Today, RMIT champions inclusion and diversity, understanding the benefits of an inclusive multicultural student body and workforce. It understands how fair treatment and equal access to opportunity creates successful and engaged students and staff. RMIT also values the unique culture and contribution of Aboriginal and Torres Strait Islander people, welcoming and encouraging their participation and contribution.
RMIT embraces the challenge of helping to shape the world through its distinctive educational approach. It is making a difference to how we see the world around us.
In accepting this award, I pay tribute to my colleagues at the Office of the Public Advocate, the fierce human rights advocates I have worked with for more than 30 years and the hundreds of volunteers who work with my office. Their collective courage and dream of a better world continues to inspire me to fight for justice in a world that is increasingly characterised by inequality and injustice.
As Margaret Mead famously said, “Never doubt that a small group of thoughtful, committed citizens can change the world; indeed, it’s the only thing that ever has.”
As Victoria’s Public Advocate, a key focus of my work has been advocating for the human rights of people with a disability, particularly in regards to the unacceptably high levels of violence they experience. I believe that two of the most pressing human rights issues for people with disability are fighting abuse and removing the significant barriers to access justice. Abuse is often hidden, underreported, and rarely investigated. Only a few cases reach court, and an even smaller number result in a successful prosecution.
Like my great grandmother, my life has been shaped by an unshakeable belief in the right to be treated with dignity and respect, regardless of ethnicity, religion, sexual orientation, ability or beliefs. The struggle for a better and more sustainable world isn’t easy and there are days when I feel overwhelmed but I am sustained by my dream of a fair and just society, my belief that change is possible, that justice will prevail, and dignity without discrimination can be achieved.
My work has reinforced my conviction of the need for a fundamental change in the community services sector. There is no longer a place for a welfare model that fosters a culture of dependency, management and treatment. In its place, we need a human rights paradigm that demands equal rights, equal opportunity and equal access for all people and empowers us with the knowledge that our rights must be recognised and cherished.

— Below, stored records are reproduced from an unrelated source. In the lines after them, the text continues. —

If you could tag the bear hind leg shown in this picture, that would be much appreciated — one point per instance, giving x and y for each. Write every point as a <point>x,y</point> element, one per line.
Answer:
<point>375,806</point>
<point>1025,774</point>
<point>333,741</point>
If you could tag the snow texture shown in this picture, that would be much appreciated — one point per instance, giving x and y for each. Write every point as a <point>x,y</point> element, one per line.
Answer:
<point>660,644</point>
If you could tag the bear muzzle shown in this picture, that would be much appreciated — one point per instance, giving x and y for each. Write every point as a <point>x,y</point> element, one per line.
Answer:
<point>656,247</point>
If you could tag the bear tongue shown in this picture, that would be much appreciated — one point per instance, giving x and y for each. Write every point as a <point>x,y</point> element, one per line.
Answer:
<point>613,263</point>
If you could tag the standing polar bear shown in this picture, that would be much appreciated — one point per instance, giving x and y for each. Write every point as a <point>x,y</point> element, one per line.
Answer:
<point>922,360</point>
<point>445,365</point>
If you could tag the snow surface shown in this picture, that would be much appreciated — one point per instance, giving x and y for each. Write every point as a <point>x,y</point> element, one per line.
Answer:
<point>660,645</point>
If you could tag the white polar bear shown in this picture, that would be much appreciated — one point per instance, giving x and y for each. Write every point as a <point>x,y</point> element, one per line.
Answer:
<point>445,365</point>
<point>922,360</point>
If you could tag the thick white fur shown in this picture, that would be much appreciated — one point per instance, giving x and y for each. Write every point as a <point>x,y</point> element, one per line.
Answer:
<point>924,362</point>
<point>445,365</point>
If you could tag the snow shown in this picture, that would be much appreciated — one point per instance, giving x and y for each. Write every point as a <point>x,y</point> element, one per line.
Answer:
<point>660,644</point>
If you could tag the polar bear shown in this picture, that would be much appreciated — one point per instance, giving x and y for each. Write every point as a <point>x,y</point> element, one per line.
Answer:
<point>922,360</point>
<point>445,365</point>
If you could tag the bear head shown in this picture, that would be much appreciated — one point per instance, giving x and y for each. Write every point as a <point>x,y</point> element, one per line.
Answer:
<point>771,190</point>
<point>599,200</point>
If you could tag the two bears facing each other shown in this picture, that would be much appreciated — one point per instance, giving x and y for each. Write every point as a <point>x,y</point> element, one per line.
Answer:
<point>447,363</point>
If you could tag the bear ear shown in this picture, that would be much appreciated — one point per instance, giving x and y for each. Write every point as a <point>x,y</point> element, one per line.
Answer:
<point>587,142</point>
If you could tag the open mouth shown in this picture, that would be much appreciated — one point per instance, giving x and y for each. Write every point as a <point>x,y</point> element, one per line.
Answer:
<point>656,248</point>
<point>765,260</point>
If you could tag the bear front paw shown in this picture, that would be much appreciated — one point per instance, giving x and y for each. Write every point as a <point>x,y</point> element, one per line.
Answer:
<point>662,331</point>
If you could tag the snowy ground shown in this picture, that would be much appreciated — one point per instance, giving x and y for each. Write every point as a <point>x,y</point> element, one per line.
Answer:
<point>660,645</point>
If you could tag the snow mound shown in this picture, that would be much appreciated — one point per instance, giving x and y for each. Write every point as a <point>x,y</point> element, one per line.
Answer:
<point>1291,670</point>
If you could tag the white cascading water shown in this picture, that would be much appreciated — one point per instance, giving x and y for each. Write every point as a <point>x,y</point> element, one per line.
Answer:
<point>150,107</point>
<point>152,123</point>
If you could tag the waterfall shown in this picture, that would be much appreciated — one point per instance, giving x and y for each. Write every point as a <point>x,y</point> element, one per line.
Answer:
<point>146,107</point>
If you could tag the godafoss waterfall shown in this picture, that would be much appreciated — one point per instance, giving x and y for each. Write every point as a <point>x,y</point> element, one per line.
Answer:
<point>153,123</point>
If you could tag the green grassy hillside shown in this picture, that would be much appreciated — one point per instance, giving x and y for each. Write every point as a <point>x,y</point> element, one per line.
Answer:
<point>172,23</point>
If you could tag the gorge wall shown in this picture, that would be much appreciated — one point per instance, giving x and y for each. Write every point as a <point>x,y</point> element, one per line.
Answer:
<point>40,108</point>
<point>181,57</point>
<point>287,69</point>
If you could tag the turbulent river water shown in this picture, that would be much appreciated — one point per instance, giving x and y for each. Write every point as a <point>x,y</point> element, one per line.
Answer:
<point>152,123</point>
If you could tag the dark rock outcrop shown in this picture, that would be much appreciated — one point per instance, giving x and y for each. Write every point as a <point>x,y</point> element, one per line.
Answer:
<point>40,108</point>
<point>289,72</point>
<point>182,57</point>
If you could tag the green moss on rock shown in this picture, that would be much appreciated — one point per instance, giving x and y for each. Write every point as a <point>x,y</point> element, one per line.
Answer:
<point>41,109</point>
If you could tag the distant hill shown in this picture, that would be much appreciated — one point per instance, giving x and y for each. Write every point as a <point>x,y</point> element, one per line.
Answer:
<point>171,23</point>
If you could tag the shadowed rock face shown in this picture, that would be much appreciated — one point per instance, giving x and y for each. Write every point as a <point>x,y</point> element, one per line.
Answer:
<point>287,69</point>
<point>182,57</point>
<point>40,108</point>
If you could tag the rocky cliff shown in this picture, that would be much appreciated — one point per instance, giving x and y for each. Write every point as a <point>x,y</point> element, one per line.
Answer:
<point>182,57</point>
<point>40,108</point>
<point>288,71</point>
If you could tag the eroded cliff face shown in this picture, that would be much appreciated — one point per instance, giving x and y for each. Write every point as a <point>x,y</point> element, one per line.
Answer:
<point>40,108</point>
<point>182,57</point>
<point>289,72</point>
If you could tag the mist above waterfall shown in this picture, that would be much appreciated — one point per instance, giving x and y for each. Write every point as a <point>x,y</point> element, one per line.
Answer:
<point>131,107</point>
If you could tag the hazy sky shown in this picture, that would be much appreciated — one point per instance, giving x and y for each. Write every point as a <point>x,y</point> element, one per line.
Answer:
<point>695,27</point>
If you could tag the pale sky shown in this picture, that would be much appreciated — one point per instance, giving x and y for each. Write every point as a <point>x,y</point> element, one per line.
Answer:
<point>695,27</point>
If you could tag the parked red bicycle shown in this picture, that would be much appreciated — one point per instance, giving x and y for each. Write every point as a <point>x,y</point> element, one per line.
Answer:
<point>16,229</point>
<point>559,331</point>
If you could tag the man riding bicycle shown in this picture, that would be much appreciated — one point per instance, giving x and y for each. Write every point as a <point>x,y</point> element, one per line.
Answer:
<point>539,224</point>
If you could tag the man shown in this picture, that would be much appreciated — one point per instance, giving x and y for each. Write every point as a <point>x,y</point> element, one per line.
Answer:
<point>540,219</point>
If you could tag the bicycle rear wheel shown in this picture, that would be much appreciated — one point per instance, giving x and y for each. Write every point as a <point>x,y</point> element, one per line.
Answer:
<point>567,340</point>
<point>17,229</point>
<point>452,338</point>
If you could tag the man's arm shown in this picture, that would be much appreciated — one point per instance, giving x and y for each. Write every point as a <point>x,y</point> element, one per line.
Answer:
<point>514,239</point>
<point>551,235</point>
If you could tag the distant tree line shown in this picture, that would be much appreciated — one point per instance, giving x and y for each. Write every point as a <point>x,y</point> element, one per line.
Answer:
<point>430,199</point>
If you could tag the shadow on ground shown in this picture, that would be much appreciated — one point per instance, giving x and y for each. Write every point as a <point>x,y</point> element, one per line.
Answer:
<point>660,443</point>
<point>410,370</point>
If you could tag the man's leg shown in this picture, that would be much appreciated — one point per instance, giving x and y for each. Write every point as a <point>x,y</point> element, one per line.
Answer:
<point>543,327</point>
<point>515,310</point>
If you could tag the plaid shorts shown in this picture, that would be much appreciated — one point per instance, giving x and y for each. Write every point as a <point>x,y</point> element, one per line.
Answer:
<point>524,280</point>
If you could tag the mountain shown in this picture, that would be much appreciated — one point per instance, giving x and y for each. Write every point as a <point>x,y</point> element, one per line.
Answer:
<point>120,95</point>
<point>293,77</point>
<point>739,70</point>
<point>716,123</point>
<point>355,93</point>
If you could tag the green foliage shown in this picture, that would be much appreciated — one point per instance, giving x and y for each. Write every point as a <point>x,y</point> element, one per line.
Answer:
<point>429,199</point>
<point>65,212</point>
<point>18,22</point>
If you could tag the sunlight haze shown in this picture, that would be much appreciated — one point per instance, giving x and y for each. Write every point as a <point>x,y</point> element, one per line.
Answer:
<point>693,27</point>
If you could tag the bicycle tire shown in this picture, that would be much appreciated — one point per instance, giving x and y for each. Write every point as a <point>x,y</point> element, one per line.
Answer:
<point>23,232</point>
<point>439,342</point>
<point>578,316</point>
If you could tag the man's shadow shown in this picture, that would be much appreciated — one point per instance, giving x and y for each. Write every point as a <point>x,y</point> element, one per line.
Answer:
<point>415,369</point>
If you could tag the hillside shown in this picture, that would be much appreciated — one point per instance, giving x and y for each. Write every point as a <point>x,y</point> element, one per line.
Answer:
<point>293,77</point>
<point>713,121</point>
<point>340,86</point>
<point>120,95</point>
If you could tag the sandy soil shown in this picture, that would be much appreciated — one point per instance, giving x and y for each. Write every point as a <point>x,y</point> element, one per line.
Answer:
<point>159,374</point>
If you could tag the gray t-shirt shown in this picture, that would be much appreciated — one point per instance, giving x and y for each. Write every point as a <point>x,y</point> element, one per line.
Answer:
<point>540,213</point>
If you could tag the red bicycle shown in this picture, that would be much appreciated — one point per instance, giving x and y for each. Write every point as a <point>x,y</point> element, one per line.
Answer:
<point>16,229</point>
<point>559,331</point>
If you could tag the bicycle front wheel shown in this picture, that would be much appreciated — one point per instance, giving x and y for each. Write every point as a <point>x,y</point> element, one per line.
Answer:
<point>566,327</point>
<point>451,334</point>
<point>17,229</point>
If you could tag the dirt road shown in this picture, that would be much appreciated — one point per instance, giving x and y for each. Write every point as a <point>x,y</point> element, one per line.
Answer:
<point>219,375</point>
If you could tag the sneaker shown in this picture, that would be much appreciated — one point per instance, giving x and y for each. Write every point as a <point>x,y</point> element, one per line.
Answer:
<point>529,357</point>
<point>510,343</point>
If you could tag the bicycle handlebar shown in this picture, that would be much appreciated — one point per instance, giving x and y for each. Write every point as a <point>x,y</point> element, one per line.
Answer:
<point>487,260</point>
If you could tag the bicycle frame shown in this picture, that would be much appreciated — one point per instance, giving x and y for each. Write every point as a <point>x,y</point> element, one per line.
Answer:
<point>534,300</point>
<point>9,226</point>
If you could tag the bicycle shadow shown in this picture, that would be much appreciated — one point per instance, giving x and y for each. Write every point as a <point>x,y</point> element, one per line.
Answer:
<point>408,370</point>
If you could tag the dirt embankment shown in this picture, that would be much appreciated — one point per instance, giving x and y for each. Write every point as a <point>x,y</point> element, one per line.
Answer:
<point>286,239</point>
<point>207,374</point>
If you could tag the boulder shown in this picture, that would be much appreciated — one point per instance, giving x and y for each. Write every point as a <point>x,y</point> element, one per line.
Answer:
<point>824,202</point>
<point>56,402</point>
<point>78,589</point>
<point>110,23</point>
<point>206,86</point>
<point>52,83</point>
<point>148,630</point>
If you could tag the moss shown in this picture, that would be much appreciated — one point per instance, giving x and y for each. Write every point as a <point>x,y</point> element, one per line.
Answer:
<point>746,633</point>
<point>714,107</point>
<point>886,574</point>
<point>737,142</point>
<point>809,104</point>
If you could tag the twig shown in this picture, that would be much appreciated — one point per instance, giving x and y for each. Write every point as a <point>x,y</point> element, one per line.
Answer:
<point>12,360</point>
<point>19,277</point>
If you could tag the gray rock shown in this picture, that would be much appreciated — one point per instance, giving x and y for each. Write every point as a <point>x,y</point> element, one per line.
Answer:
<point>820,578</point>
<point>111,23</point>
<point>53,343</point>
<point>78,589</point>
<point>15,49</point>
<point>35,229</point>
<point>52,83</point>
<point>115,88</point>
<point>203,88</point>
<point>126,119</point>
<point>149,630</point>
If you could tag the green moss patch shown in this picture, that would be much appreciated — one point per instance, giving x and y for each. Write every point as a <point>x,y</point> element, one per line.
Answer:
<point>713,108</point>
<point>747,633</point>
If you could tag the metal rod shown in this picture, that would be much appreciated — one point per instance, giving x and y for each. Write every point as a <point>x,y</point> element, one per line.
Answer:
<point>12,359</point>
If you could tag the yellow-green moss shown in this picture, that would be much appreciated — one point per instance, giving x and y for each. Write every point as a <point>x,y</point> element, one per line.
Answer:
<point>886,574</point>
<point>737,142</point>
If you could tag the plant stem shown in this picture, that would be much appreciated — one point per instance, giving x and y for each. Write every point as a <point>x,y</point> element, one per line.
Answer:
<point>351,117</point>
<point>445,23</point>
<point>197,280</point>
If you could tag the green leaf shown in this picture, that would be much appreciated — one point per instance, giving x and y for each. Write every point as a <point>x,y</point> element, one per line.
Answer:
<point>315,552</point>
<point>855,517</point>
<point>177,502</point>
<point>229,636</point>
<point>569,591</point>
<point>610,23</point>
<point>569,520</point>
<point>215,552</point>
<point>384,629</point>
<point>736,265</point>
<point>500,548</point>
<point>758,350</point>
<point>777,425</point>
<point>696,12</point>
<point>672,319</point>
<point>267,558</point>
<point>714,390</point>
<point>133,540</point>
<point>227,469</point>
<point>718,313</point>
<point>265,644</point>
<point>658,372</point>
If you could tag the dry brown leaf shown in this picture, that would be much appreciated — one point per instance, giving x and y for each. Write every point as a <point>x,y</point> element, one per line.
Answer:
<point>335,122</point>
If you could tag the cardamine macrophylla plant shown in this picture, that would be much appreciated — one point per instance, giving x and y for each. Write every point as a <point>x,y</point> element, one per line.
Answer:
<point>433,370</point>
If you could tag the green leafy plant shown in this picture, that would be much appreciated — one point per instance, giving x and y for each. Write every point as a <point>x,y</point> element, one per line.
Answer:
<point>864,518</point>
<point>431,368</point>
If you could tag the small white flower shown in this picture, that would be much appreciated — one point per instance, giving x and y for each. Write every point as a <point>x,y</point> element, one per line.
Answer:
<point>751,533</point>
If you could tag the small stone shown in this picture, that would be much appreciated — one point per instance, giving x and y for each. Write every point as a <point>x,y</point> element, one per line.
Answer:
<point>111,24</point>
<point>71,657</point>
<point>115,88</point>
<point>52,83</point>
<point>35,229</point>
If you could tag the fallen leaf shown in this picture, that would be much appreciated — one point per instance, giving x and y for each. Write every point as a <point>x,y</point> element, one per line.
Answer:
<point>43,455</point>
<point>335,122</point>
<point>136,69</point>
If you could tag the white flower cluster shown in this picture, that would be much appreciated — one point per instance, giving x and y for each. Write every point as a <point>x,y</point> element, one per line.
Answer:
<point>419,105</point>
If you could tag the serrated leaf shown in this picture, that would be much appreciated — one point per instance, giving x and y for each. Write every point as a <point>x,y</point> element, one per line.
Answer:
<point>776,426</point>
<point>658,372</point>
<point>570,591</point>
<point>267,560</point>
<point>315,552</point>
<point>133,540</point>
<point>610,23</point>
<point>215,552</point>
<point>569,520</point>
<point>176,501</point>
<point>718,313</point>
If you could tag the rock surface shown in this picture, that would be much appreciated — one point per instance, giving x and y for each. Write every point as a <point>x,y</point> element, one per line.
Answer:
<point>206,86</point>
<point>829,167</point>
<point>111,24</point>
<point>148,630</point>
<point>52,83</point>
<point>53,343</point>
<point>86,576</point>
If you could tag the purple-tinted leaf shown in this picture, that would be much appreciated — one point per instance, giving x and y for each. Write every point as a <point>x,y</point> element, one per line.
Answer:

Human rights can seem far removed from our everyday lives. I don’t see it that way. For me, it is about every person being important and precious and treated with dignity and respect. It’s about being treated fairly and treating others fairly, and having the ability to make choices about our own life. It is about celebrating difference and recognising the value of inclusion in all aspects of life.
To my fellow graduates, congratulations on obtaining your degree. I know some of you feel trepidation about your future, I know I did.
As you move onto the next stage in your life’s journey, I encourage you to become lifelong learners, using the rich knowledge you have gained throughout your degree as a springboard for finding something you love doing. Apply yourself and be determined to aim high in your chosen field of endeavour.
Dream big and show imagination. Be courageous and take risks, knowing that you will fail often. But if you can put your fear of failure behind you, work hard and never give up on your goals, you will have the chance to triumph over your fears and succeed beyond your dreams.
Remember who you are and believe in your own dignity and worth. Respect others and advocate for the rights of others. Your actions and choices in life have consequences, so choose wisely, act with heart and courage, and believe you have the power to succeed.
I wish you all the best as you take your next step into the future. Thank you.